Right now, we talk about the scope in which we see the underlying type – it’s visible in the companion object. That’s not actually how it’s implemented, and it’s tricky to paper over the “lie” of the encoding. Here’s a test case from my 2.13 prototype that shows the encoding and the problem (see TODO marker):

object LogarithmTest {
  // The previous opaque type definition
  type Logarithm = Logarithm.Logarithm

   object Logarithm { 
       self : {type Logarithm = Double} => // reveal underlying type to `self`
    type Logarithm // opaque from outside

     // These are the ways to lift to the logarithm type
    def apply(d: Double): Logarithm = math.log(d)

     def safe(d: Double): Option[Logarithm] =
      if (d > 0.0) Some(math.log(d)) else None

     // This is the first way to unlift the logarithm type
    def exponent(l: Logarithm): Double = l

     // Extension methods define opaque types' public APIs
    implicit class LogarithmOps(val `this`: Logarithm) extends AnyVal {
      // This is the second way to unlift the logarithm type
      def toDouble: Double = math.exp(`this`)
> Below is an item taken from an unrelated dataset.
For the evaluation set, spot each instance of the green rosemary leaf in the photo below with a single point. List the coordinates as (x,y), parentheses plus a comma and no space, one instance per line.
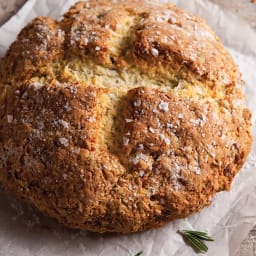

      // TODO: can we make it work when writing `Logarithm` instead of `apply`?
      def +(that: Logarithm): Logarithm = apply(math.exp(`this`) + math.exp(that)) 
      def *(that: Logarithm): Logarithm = apply(`this` + that)
    }
  }
}

To see through the opaque alias, the last two methods must use this.apply(...) rather than the more idiomatic Logarithm(...), as the latter sees the abstract Logarithm type member (because it’s not a selection on this/self and thus does not see the refinement in the self type).

Could we move the spec a little closer to the encoding and punt on the complexity of making the typing of Logarithm.apply sensitive to the context? (Lukas did suggest one sneaky addition to the encoding that would make this work: add private val Logarithm: this.type = this as a member to the companion :sunglasses: )

2 Likes

That’s reasonable. How would you suggest we word it? Can we talk about that limitation without referring to the encoding?

I don’t know yet. I’m willing to work on the spec if we have consensus on this change conceptually.